Chicago Manual of Style—11/3/2009

When fear imposes on fashion

A few weeks ago, I was mugged and assaulted outside of my friend's apartment in the late afternoon. The police, my parents, my friends, and the deans all told me it was normal to feel nervous afterward, and I did. That much I expected. What I didn’t anticipate, however, was that the experience would change the way I got dressed. Now, I find myself thinking about the relationship between clothes and vulnerability in a way I never did before.

I’m still trying to figure out what I could have done differently, and whether it would have made any difference. I know this mentality is futile and probably even detrimental, but I can’t stop thinking about it.

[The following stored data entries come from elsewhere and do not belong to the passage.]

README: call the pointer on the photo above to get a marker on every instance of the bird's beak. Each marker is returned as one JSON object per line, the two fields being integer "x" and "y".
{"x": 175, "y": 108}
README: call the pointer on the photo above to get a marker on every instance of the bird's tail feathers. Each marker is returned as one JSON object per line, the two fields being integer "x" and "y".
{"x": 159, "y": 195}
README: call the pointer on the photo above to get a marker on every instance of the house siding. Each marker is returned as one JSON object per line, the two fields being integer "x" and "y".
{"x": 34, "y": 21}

I wish I could have out-run the three young men who surrounded me at the time, but I remember thinking that in my strappy heels, I never would have been able to. Now I’m afraid to wear heels at all, for fear that if I need to sprint, I won’t be able to move quickly. When I look through my closet in the morning, I eliminate anything even remotely constrictive, because I’m preoccupied with the thought that I might have to dash away from someone. I hate having to select my clothes based on how conducive they are to this fight-or-flight response.

I’m upset that I no longer feel comfortable wearing some of the clothes I own. But really, as much as I love strappy pumps, I’m not actually sad about the shoes: The real problem is that I feel unsafe and insecure in my environment and am unsure of what to do about it.

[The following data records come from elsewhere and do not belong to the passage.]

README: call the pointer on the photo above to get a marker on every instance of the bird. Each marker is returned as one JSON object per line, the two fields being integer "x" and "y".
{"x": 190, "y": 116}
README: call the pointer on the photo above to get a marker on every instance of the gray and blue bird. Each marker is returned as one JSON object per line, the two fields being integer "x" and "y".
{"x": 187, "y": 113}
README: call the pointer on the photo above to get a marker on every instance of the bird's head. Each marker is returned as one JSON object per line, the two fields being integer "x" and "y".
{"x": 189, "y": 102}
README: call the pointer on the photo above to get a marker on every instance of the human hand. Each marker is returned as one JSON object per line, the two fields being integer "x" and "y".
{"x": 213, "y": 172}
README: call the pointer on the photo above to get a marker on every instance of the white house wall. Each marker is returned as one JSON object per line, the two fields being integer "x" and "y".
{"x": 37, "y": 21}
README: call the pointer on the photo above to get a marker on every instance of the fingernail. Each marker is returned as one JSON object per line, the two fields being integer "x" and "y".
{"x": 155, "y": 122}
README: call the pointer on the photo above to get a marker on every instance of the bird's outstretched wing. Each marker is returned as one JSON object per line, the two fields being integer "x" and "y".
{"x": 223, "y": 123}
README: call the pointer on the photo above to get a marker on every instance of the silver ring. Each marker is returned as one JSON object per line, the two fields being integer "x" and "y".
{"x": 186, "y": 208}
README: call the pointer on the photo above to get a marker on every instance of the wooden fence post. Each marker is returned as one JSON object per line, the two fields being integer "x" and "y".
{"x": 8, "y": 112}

Well-intentioned family members accustomed to living in the secluded suburbs have always cautioned me against wearing clothes or accessories that flaunt my figure or bank account. Some people think that staying safe is as easy as not carrying a purse with a designer logo. But in addition to the numerous ideological qualms I have about this notion, such as the incredibly offensive implication that someone who dresses provocatively “has it coming,” it’s just too reductive.

Safety isn’t as simple as not wearing clothes with prominent designer labels or not carrying expensive-looking bags. I was wearing a non-descript, baggy, department-store trench coat and carrying a plain, black canvas tote bag with faux-leather handles. On the one hand, it probably is wise to be wary of parading designer goods indiscriminately. On the other hand, if you happen to find yourself in the wrong place at the wrong time, it might not matter whether you’re carrying Prada or a paper bag.

It might be easier for me to think about what happened if I believe I can do something to possibly prevent it from happening again. I generally choose to wear more modestly-cut clothes and less ostentatious accessories, but this has previously been more of an aesthetic choice than a calculated safety precaution. Now I’m thinking of my entire wardrobe in terms of safety: Can I run in this? Does this have pockets where I can keep my house keys in case someone steals my purse?  I just want to figure out a way to feel safe again. Right now, I don’t feel comfortable in my own neighborhood, let alone in my own shoes.